5. Razão pela qual, recomendo a V.ª Ex.ª, ao abrigo do disposto no art.º 20.º, n.º 1, alínea b), da Lei n.º 9/91, de 9 de Abril,


que, em matéria de efeitos do não cumprimento dos prazos de pagamento de propinas, sejam adoptadas soluções normativas distintas das vertidas na Tabela de emolumentos da UTL, devendo desde já ser corrigidas as situações pendentes, aplicando-se a taxa de juro legal, fixada na Portaria n.º 291/2003, de 8 de Abril.


Mais se informa que da presente Recomendação será dado conhecimento ao Exm.º Senhor Presidente da Faculdade de Medicina Veterinária.


Na expectativa do que o que acima fica exposto venha a merecer o acolhimento que se afigura desejável e urgente, atentos os montantes em causa e a influência na normal actividade académica do(s) interessado(s), muito agradeço a V.ª Ex.ª que oportunamente me transmita o que houver por conveniente a respeito do teor da presente Recomendação.


O Provedor de Justiça


Alfredo José de Sousa


 


___________


1 Publicado no Diário da República, II Série, n.º 170, de 25 de Julho de 2002.

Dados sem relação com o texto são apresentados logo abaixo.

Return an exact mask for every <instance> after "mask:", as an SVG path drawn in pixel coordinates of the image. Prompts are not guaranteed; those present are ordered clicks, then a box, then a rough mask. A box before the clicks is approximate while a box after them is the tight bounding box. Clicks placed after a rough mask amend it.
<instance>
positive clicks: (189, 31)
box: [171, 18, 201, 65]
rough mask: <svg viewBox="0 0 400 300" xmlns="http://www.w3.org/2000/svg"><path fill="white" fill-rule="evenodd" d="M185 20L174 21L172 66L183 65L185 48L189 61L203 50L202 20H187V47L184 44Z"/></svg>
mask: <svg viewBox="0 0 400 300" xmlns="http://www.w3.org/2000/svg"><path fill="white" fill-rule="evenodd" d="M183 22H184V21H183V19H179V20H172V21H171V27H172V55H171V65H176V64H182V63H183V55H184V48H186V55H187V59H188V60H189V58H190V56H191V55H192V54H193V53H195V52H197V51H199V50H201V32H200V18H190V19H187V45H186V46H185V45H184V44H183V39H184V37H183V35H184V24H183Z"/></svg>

2 Despacho n.º 18908/2009, publicado no Diário da República, 2.ª série, n.º 157, de 14 de Agosto de 2009.


3 Com as modificações decorrentes quer da Lei n.º 49/2005, de 30 de Agosto, quer da Lei n.º 62/2007, de 10 de Setembro.


4 Note-se que a taxa de juro legal é igualmente tomada como valor de referência para os juros compensatórios por dívidas fiscais (art.º 35.º, n.º 10, da Lei Geral Tributária).


5 Não sendo a primeira vez que este Órgão do Estado se pronuncia sobre a temática em apreço, a defesa do entendimento de que a Lei n.º 37/2003, ao dispor sobre a consequência do não pagamento da propina, aponta para a taxa de juro legal, recobra já consolidada expressão. V., a título exemplificativo, PROVEDOR DE JUSTIÇA, Relatório à Assembleia da República – 2006, Vol. II, Lisboa, 2007, pp. 903-905 [Proc. R – 1445/06], e PROVEDOR DE JUSTIÇA, Relatório à Assembleia da República – 2007, Vol. II, Lisboa, 2008, pp. 765-770 [Proc. R – 3347/07]. Até agora, todas as intervenções têm obtido acolhimento junto das instituições de ensino superior em causa.